No Fancy Name
Saturday, June 12, 2004
me, and the product diffusion curve
For someone who constantly reads about cutting-edge technology on the market and enjoys it immensely, I never fall in the "innovators" category, and only rarely fall into the "early adopters" category. For some things I happily fall in the "early majority" but for other things, I surprisingly fall in the "laggard" area, or at the very least, "late majority". For example, I own a laptop with a 17" monitor, and would pretty much wither up and die without it, but I do not own a VCR, DVD player, nor do I have digital cable. But that doesn't mean I don't want those things...I think it's a money issue. I'd rather spend moola on groceries and/or paying the bills and/or debt I have stacked up; if I really, really want to watch something on DVD, I have friends I can beg.

So when it comes to cool new technology, I go for the free things. In this case, the Mozilla products. I used the first few versions of the Mozilla Web browser, way back in '98 and '99, and loved them quite a bit. But then I switched back to Netscape when the late version 6 and first version 7 came out, and I use that whenever I can, which is most of the time (unless some dummy has created a Web-based tool that I have to use for something work-related, and it only works in IE because they use non-standard client-side scripting....not that it's a peeve or anything....).

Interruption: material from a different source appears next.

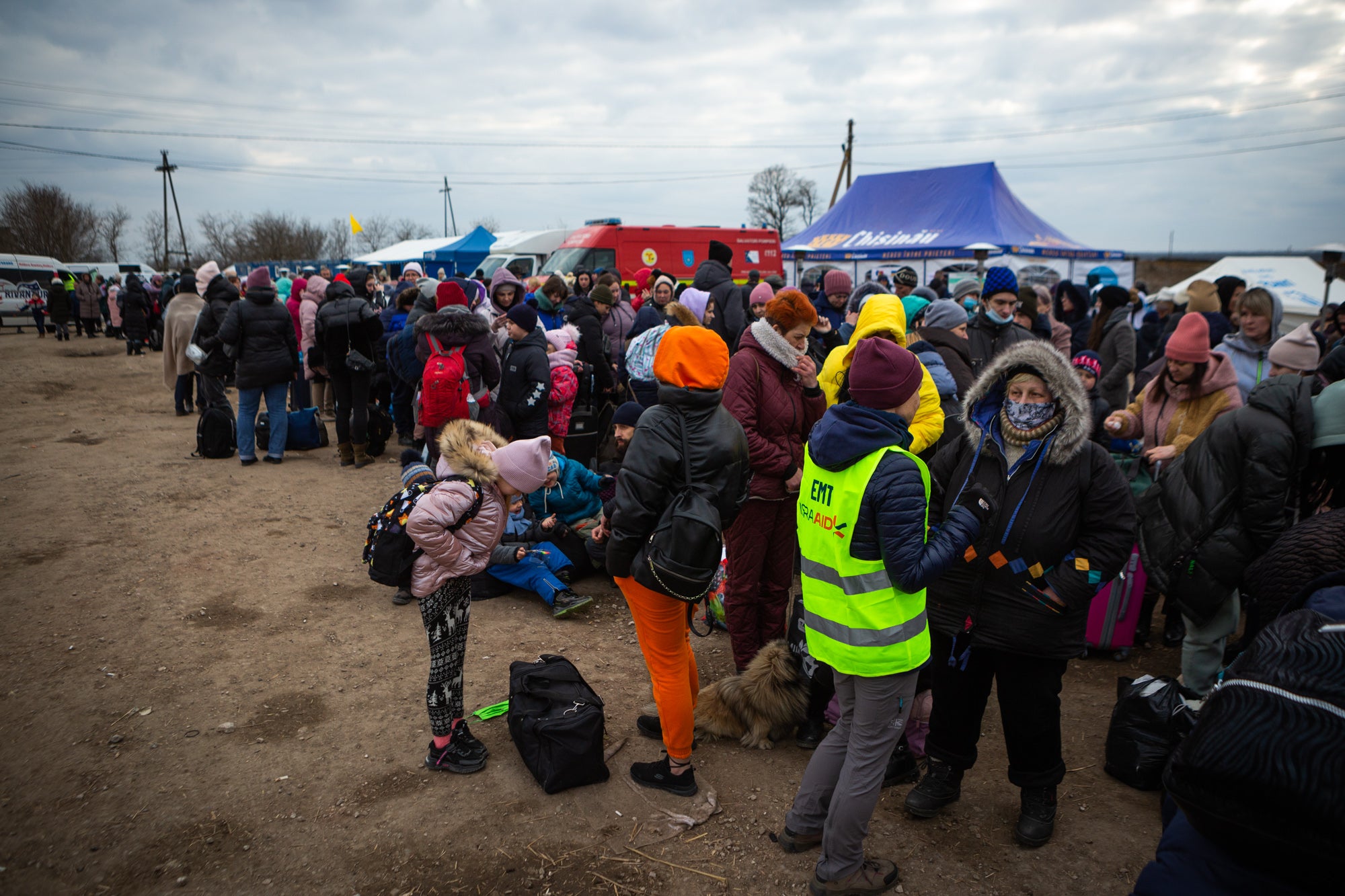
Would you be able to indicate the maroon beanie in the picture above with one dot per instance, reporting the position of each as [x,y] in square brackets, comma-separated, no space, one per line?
[449,294]
[883,374]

On a whim (that, and someone I know uses it), I decided to try Firefox. It installed fine, launched fine, worked fine...but what it was missing was the extra edge that would make me uninstall Netscape 7.1, and I didn't find it. Pages were rendered the same, and as quickly. The memory usage on my machine was the same, and sometimes was larger for Firefox (strange, I thought, but whatever). Everything that I do in NS 7.1, I could do in Firefox, with no discernible difference in the speed or execution of the tasks I perform on a daily basis. So, I uninstalled it.

Then I felt bad, because I want to support the Mozilla folks, so I installed Thunderbird (email and news client). I have been perfectly happy with my email client, The Bat, for the last three years or so that I've used it, but I retired The Bat and am now using Thunderbird. The feature set is virtually identical, and in some cases even the menus and helper text are identical, but the footprint for Thunderbird is slightly less, and the Mozilla folks are local, so they get my support. That has to be one of the silliest reasons for switching email clients, but when the pro list and the con list is identical, things like that become the tiebreakers.